Il panico mi avvolse, l'unica persona che mi stava crescendo in questo nuovo mondo, che mi stava
istruendo su come sopravvivere, giaceva sotto forma di polvere sul pavimento di un hotel... Dovevo
allontanarmi, e così scappai via, cercai di scappare da ciò che era la mia nuova paura, scappai fino a
quando le mie gambe non cedettero e ancora più in la, la paura mi consumò.
Il trauma fu grande, ma ero un'animale ormai, non mi importava delle cicatrici emotive, io dovevo
sopravvivere.
Piano piano imparai a cavarmela da sola, mia madre voleva aiutarmi, non la vedevo da tanto, mi
invitò a Brooklyn, dove a quanto pare si era trasferita per iniziare una nuova vita con il suo nuovo
compagno.
Il suo corpo era rovinato da una vita sulla strada, si era data allo stripping quando era molto
giovane, forse anche per mantenermi, e ora il suo corpo ne portava i segni, però sembrava felice,
con una famiglia modesta in una casa modesta... Mi invitò a restare, fu gentile con me, ma dava già
rifugio a ragazze che in vita erano come lei, lavoravano con il sesso per mantenersi un posto, non
era adatto a me, e inoltre, io non volevo restarci.
Fu però una buona idea per me trasferirmi li, scoprì che la mia amica d'infanzia Samantha viveva
anch'essa li, lavorava in un ospedale come chirurgo vascolare, decisi però di non disturbarla troppo,
sembrava essere felice e più di un'occhiata non le diedi molto altro, mi faceva felice sapere di avere
qualche volto nuovo intorno ma avevo altre priorità.

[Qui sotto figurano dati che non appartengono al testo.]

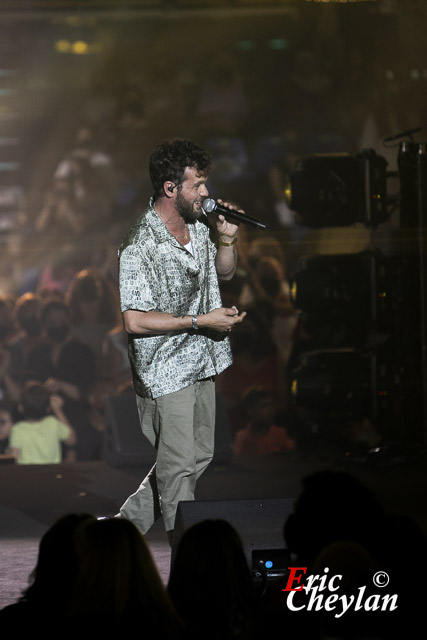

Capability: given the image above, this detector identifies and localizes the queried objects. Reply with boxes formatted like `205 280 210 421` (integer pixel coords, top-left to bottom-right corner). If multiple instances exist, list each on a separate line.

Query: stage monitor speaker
171 498 295 577
103 393 232 467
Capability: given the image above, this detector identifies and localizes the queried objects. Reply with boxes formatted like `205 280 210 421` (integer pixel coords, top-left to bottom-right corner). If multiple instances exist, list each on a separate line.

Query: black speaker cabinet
171 498 295 574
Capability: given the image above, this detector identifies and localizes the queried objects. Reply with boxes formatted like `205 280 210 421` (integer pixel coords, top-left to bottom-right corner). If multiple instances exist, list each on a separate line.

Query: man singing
119 139 246 543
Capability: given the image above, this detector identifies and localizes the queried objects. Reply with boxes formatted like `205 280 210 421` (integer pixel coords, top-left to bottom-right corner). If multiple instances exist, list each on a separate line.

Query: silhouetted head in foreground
168 520 254 639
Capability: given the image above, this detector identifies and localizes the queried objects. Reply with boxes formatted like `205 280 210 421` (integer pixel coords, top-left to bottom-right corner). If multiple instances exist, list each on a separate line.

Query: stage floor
0 451 427 608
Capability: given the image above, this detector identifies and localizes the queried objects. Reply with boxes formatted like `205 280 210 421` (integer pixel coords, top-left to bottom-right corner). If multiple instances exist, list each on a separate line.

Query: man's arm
215 200 244 280
123 307 246 335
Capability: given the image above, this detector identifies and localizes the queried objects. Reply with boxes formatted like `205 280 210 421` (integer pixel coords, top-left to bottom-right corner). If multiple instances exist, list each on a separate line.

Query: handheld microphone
202 198 266 229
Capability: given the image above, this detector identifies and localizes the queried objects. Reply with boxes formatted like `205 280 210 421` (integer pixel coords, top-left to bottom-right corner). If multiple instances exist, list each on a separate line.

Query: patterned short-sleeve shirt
119 201 232 398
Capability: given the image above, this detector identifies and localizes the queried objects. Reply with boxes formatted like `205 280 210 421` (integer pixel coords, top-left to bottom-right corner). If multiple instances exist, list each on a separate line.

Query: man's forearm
123 309 192 335
123 307 246 335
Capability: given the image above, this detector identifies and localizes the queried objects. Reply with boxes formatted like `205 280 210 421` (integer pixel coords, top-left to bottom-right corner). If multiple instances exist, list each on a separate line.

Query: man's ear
163 180 176 198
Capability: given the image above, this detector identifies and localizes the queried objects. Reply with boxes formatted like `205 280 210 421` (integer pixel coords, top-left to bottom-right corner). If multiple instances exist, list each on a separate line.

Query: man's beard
175 192 198 224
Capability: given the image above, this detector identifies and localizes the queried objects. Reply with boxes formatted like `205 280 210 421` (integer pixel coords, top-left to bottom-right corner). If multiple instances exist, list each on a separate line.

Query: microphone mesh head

In effetti dopo aver imparato a procacciarmi del cibo tornai ad interessarmi alla mia cultura, a quello
che il mio sire defunto mi aveva concesso dopo l'abbraccio, avevo imparato abbastanza per essere
diventata desiderosa di più, volevo imparare, sapere, conoscere e padroneggiare questo nuovo
potere artistico che avevo, e così iniziai ad usare me stessa come tela, e di tanto in tanto su quelle
che io chiamo le mie piccole tele, creature o volontari che si cedono a me, volontariamente o no, e
che mi diverto a deformare.
Imparai ben presto però che sapersi cacciare del cibo non equivaleva essere al sicuro, e che cacciare
in territorio altrui è estremamente stupido e pericoloso, fu così che attirai a me le attenzioni non
richieste ma gradite di qualcuno, per le persone come me ero un libro aperto, un solo sguardo
bastava a capire cosa ero, ma per fortuna l'umanità era ancora dolcemente ignara.